Reportagem - Em 24 de Junho de 2022, pelo menos 23 migrantes morreram ao tentarem atravessar a barreira que separa Marrocos do enclave espanhol de Melilla. Desde então, Rabat tem tornado a vida difícil para os exilados. Várias dúzias de sobreviventes do massacre foram mesmo aprisionados.

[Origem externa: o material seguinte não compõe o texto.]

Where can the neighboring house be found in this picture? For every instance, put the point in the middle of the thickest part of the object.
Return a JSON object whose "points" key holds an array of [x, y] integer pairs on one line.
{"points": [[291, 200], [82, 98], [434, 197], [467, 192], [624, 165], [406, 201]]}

Autores: Clair RIVIÈRE e Émilien BERNARD - 13-02-2023 Afrique XXI
"Lamento, meu amigo, mas aqui em Marrocos nós migrantes aprendemos a não confiar em ninguém. Como muitas outras pessoas contactadas, Kamal (não o seu verdadeiro nome) não quer testemunhar sobre os trágicos acontecimentos de 24 de Junho de 2022 na barreira de Melilla. Embora, de acordo com as nossas fontes, este sudanês estivesse presente no dia do massacre, recusa-se a falar sobre isso. O mesmo tipo de evasão é repetido com vários interlocutores contactados pela WhatsApp. "Não fui à cerca com os outros porque estava doente nesse dia", diz um, que acaba por especificar que perdeu sete dos seus amigos a 24 de Junho. Outro diz, contra todas as probabilidades, que ele estava na Líbia na altura. E muitos simplesmente não respondem. Como Imane, que trabalha com exilados em Oujda, resume: "Ninguém quer testemunhar, todos têm medo.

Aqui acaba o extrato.